Welcome to the world of sound and music. I’d like to show you an alternative to the usual plastic kiddy tooters and shakers that you’ll see at your local toddler group. This Box contains an eclectic variety of diverse hand-made and ethnic instruments sourced from the four corners of the globe. There is not a plastic kiddy-toy-instrument in sight – this box is a passionately REAL collection!

Inside each little bag or box are different instruments and sound-making items unlike any a child will have seen before.

There is a Chinese bag full of bells, from goat bells and Indian anklets to Tibetan Tingsha prayer bells and belly dancers’ finger zills. Chinese chime balls enchant babies and toddlers. The star of the show (everybody’s favourite) is a genuine brass Tibetan singing bowl (with its own wood and suede beater) which has a mystically lovely lingering note.

There are various different shakers; colourfully painted eggs with seeds inside, and sets of home-made multisensory shakers that reflect the sound they make with their tactile decorations. The sand-filled shaker has yellow felt and soft fluff around it, while the shaker filled with little bells is silver and metallic. The shaker filled with dried beans is covered in leather-look paper with a real leather heart shape on top.
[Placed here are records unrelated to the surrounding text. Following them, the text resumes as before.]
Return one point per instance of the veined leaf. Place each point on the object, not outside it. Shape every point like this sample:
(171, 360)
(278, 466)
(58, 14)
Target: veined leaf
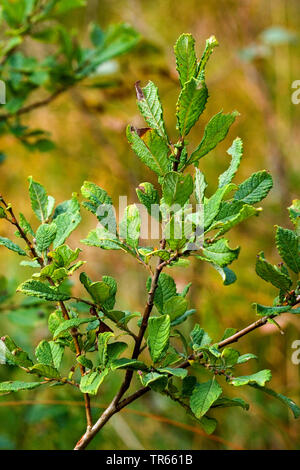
(12, 246)
(65, 223)
(124, 363)
(45, 370)
(150, 107)
(260, 378)
(203, 397)
(158, 336)
(42, 205)
(215, 131)
(236, 152)
(211, 43)
(152, 149)
(272, 274)
(49, 353)
(294, 212)
(255, 188)
(228, 276)
(38, 289)
(103, 339)
(148, 196)
(45, 235)
(130, 226)
(177, 188)
(102, 238)
(219, 253)
(191, 104)
(165, 290)
(68, 324)
(288, 246)
(224, 402)
(186, 59)
(91, 381)
(175, 307)
(212, 205)
(200, 186)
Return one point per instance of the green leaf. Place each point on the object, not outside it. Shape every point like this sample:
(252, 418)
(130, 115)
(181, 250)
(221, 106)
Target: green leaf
(7, 387)
(177, 188)
(166, 289)
(182, 318)
(85, 362)
(175, 307)
(211, 43)
(200, 186)
(199, 337)
(158, 336)
(212, 205)
(12, 354)
(190, 105)
(255, 188)
(228, 223)
(49, 353)
(203, 396)
(102, 238)
(148, 196)
(224, 402)
(154, 380)
(103, 339)
(260, 378)
(91, 381)
(45, 370)
(68, 324)
(230, 356)
(176, 372)
(236, 152)
(150, 107)
(115, 349)
(45, 235)
(130, 226)
(100, 291)
(66, 223)
(42, 291)
(25, 225)
(151, 148)
(41, 204)
(124, 363)
(272, 274)
(219, 253)
(12, 246)
(215, 131)
(246, 357)
(294, 213)
(63, 256)
(186, 59)
(228, 276)
(285, 400)
(287, 243)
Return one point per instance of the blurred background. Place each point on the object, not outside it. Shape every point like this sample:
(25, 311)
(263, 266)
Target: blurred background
(252, 71)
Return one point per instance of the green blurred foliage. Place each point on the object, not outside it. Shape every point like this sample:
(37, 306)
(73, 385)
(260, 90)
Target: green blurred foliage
(252, 71)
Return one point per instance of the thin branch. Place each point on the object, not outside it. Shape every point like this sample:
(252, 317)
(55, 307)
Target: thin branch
(74, 331)
(114, 407)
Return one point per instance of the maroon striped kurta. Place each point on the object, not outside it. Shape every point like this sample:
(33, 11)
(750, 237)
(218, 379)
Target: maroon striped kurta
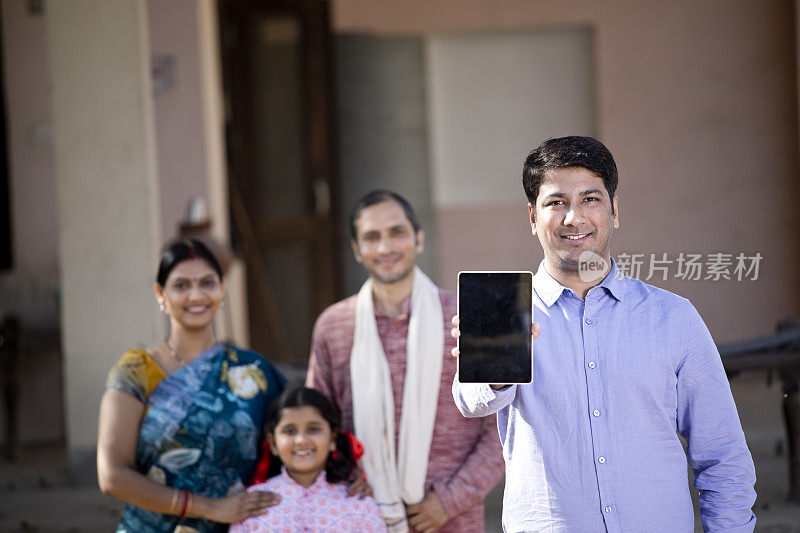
(465, 460)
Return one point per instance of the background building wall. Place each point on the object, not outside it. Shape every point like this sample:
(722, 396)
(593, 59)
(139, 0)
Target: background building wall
(30, 289)
(698, 103)
(107, 195)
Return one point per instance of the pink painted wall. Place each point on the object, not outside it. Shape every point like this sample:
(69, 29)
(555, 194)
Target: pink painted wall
(698, 103)
(178, 110)
(30, 289)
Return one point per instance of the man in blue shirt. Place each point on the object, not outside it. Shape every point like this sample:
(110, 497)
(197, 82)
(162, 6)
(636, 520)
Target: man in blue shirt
(620, 368)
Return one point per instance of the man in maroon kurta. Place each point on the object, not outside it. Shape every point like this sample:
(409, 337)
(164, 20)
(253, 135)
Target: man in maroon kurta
(465, 459)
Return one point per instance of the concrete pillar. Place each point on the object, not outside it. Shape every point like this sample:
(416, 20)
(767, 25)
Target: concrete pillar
(106, 194)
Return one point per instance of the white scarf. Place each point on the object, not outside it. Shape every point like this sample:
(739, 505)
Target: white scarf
(397, 478)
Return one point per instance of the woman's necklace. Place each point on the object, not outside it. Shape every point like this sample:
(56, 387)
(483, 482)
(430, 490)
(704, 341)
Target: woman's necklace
(174, 354)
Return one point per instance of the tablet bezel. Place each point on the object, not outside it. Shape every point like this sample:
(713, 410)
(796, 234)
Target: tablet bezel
(458, 310)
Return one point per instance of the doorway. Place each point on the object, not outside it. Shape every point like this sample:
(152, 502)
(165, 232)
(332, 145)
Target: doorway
(277, 78)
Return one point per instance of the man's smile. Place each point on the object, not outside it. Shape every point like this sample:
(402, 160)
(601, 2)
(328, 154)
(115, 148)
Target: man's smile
(576, 237)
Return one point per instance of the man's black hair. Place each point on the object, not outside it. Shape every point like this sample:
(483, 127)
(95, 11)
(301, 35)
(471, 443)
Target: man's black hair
(562, 152)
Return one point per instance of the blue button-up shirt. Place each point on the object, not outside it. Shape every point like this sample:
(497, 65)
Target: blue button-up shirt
(592, 444)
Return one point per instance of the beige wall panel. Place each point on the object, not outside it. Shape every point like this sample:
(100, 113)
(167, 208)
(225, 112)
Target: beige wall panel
(698, 103)
(107, 195)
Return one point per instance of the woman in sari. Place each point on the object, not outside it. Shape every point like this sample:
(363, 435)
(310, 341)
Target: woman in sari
(180, 422)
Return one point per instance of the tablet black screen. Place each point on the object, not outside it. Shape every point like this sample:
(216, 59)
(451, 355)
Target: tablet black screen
(494, 310)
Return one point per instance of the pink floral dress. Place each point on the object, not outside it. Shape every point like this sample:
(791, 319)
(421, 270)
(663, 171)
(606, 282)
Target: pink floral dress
(321, 508)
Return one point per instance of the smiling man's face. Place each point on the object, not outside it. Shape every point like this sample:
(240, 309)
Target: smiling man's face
(573, 214)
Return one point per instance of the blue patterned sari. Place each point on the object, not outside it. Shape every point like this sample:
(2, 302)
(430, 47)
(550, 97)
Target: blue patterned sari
(201, 429)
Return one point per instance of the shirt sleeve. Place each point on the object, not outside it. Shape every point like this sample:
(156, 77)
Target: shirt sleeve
(479, 399)
(717, 451)
(477, 475)
(132, 375)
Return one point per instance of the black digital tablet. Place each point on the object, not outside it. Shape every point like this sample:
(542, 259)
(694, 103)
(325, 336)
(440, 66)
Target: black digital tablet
(495, 311)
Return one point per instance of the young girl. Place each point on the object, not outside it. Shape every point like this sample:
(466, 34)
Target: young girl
(310, 469)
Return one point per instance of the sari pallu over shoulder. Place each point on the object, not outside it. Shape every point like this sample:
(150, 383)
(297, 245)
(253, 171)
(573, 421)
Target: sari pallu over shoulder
(201, 431)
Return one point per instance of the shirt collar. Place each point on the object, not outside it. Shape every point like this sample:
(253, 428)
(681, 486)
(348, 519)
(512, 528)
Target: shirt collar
(549, 290)
(406, 309)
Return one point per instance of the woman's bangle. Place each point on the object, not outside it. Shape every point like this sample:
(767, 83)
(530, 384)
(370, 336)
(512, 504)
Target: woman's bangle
(173, 507)
(189, 505)
(185, 494)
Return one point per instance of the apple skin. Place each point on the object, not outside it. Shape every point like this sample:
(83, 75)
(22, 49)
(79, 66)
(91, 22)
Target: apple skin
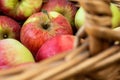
(9, 28)
(20, 9)
(80, 16)
(116, 15)
(54, 46)
(40, 27)
(13, 53)
(65, 7)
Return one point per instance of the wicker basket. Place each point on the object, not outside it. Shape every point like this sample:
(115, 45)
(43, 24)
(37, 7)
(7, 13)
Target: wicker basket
(96, 58)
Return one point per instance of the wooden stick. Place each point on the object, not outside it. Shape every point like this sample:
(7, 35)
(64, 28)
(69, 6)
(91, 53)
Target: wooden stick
(77, 51)
(104, 33)
(80, 68)
(106, 62)
(62, 67)
(79, 35)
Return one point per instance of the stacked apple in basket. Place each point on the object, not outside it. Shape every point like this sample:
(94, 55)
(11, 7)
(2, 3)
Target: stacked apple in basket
(34, 30)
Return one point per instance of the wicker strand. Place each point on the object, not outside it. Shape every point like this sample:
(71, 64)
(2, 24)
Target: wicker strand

This encourages children to listen and grade the sounds from soft to loud.

The percussion section comprises coconut horse cloppers (one side sanded smooth, the other side left rough and hairy for textural conrast), an African pigskin and wood double-headed shaker wrapped with twisted plant twine, cheerful green and blue animal castanets, and large flat wooden pebbles to knock together.

There are wind instruments too: Peruvian ceramic hand-painted bird warblers, painted wooden and shiny steel harmonicas, hand-painted ocarinas and a colourful wooden whistle. When the children get older I’ll reinstate my collection of folk penny whistles (which were getting a bit deafening!)

The youngest child, although not yet one and a half, knows exactly what he need to learn in this moment. He has turned his back on his plastic collection to post copper pipe end stops into a little brass bottle and then empty them into half a coconut. He does it over and over again. He is doing this to forge new pathways in his brain. He is learning object permanence (where an object disappears but he realises it still exists and can find it again) and refining his hand-eye coordination (controlling where he wants stuff to go) and small motor skills (picking up titchy things). These deceptively simple objects are part of the Sound & Music Box.